Women withholding sex to force men into marriage explains for conservatives more than just their views on reproductive rights, it turns out. W. Bradford Wilcox and Robin Fretwell Wilson, writing for the Washington Post, tried to argue that women have the power to end not just domestic violence but all sorts of violence by shutting their legs until they successfully get a guy to marry them. The piece came decked out with an offensive headline, which was quickly changed.
Before & after at The Washington Post: http://t.co/igTVd3GLJB pic.twitter.com/fOPWgZBzlT
— Chris Geidner (@chrisgeidner) June 10, 2014
But the basic premise of the article remained the same: Men are dogs who will do whatever they want—in this case, by beating women and children—unless women bring them in line with the magic power of marriage. Unwanted pregnancy, domestic violence—is there anything that manipulating people into loveless marriages won’t fix?
Of course, as many writers swiftly pointed out, there’s zero evidence that getting married turns bad guys, especially abusers, into loving husbands. FiveThirtyEight reached out to Shannon Catalano, the employee of the Bureau of Justice Statistics whose chart regarding marriage and domestic violence rates was used by Wilcox and Wilson in the Post, and she denounced them heartily for misinterpreting her data. “The graph which they used from my report does show clear differences between intimate violence rates — but that is because it is only showing one variable; household composition,” she wrote. “The story could change if we started to control for other factors.”
Mona Chalabi at FiveThirtyEight added, “To put the point more plainly: ‘the marrying kind tend to be more educated, wealthier and whiter,’ so the focus on marriage should come with some exploration of the fact that education, income and race could also partly explain trends in intimate violence.”
In other words, the same factors that lower your rates of violence raise your chances of marrying. It’s not that marriage intrinsically has the power to “man-tame.”
What this shows is that, with social conservatives, we’re dealing with a view of heterosexual romance that assumes men and women are fundamentally at odds, imagining men as selfish and even violent hedonists and women as priggish police officers who bring unruly men into line by manipulating them sexually.
But a national survey of over 5,000 men and women on their views of marriage and dating shows that the belief that men and women are opposites, and that women have to force men to pretend to love and to commit to marriage and children, isn’t true at all.
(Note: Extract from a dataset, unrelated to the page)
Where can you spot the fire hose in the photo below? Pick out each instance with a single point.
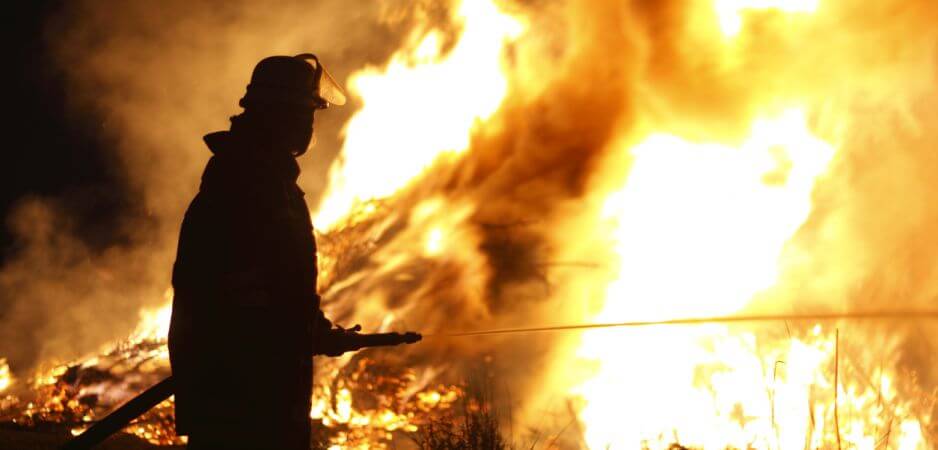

Men and women are both interested in getting married and having children, and both are interested in sex for its own sake. It turns out that men and women are complex people who want a variety of experiences over a lifetime, but they basically want the same thing. There’s no need to trick men into marriage and kids. In fact, the survey found that among childless singles men wanted children more than women.
Another finding: Across all age groups, women wanted more personal space and time apart from a partner than men. In other words, the stereotype of “clingy” women and “reluctant” men may be backwards.
It’s clear that, despite conservative protestations to the contrary, these theories that men and women are at odds are not about getting men under control, but getting women under control. If women feel OK about premarital sex and not particularly worried about getting a husband, they will have more energy in their youth to spend on developing their careers and finding independence, which is clearly threatening to conservatives.